Do you recognize the book these first lines come from?
My real name, no one remembers. The truth about that summer, no one else knows.
In the summer of 1862, a group of young artists led by the passionate and talented Edward Radcliffe descends upon Birchwood Manor on the banks of the Upper Thames. Their plan: to spend a secluded summer month in a haze of inspiration and creativity.

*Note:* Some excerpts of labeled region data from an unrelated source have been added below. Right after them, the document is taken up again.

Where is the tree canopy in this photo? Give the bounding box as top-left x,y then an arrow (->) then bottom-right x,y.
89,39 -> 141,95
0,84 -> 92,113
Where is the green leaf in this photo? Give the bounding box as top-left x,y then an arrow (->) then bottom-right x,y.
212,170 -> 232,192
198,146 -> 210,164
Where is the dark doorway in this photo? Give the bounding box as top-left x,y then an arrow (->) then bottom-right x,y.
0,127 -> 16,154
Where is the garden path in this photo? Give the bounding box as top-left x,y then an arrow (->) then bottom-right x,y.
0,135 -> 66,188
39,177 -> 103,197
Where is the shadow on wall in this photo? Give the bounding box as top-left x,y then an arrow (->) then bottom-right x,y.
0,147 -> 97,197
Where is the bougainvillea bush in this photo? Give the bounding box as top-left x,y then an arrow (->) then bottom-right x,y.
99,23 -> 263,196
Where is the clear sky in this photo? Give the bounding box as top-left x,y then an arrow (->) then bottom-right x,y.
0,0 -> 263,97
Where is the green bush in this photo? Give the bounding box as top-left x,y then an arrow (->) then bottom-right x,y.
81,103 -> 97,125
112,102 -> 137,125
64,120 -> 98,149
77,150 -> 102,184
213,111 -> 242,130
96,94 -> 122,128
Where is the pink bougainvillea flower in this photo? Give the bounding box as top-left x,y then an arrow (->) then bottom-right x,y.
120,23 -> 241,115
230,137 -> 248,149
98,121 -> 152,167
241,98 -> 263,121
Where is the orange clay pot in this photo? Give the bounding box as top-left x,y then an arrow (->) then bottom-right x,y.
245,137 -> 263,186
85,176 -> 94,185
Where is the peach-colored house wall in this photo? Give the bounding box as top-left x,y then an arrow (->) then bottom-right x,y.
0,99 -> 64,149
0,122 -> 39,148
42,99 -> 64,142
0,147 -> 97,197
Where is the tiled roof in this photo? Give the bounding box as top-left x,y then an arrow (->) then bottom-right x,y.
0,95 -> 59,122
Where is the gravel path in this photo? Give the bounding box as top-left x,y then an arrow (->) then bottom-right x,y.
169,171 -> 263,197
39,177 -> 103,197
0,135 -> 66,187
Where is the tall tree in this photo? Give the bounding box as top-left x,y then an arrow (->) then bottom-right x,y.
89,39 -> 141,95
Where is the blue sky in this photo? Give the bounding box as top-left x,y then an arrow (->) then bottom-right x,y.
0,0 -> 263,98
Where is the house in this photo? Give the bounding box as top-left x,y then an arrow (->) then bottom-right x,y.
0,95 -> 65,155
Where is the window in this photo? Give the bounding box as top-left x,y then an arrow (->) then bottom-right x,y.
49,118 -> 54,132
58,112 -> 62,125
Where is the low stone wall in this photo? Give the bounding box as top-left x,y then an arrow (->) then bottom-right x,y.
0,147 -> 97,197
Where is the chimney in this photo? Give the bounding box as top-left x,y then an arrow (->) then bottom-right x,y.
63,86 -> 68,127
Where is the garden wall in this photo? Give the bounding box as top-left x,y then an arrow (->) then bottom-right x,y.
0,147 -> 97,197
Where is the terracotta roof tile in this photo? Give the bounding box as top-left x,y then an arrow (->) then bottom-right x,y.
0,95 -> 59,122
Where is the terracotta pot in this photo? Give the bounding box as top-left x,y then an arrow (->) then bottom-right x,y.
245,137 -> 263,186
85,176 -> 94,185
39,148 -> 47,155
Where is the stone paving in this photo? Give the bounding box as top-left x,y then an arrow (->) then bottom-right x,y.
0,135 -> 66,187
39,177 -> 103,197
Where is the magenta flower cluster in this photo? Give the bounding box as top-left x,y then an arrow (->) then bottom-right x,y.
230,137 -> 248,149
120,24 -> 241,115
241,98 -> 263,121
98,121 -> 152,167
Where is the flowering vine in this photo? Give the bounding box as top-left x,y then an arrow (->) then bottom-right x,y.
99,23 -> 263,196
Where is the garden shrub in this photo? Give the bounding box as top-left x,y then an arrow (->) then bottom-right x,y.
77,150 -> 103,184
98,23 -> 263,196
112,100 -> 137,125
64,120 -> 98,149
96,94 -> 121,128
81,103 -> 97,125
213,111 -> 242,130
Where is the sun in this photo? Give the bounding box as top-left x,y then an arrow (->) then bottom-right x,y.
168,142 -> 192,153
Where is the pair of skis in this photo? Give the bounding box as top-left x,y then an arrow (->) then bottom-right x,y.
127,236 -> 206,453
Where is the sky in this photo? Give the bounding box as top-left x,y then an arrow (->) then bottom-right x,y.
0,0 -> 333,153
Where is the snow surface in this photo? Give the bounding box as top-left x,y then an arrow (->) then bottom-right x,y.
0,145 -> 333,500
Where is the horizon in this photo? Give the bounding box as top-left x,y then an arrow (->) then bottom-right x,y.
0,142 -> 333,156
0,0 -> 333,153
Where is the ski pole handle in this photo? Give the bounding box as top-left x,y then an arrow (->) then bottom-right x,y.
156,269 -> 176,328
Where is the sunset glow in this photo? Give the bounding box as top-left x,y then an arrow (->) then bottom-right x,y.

But by the time their stay is over, one woman has been shot dead while another has disappeared; a priceless heirloom is missing; and Edward Radcliffe’s life is in ruins.
Over one hundred and fifty years later, Elodie Winslow, a young archivist in London, uncovers a leather satchel containing two seemingly unrelated items: a sepia photograph of an arresting-looking woman in Victorian clothing, and an artist’s sketchbook containing the drawing of a twin-gabled house on the bend of a river.
Why does Birchwood Manor feel so familiar to Elodie? And who is the beautiful woman in the photograph? Will she ever give up her secrets?
I can’t remember where or when I first saw The Clockmaker’s Daughter mentioned (it might’ve been bookstagram) but I scooped it up at the store when I saw it on sale towards the end of last year (I think!). Sadly, it’s been sitting on my shelf untouched ever since. 😅 I see its got some fairly mixed reviews on Goodreads so I’m not sure how to feel about it, but this is the first time I took a look inside the book, and after reading the prologue my interest has been piqued again!
Have you read The Clockmaker’s Daughter or it on your TBR?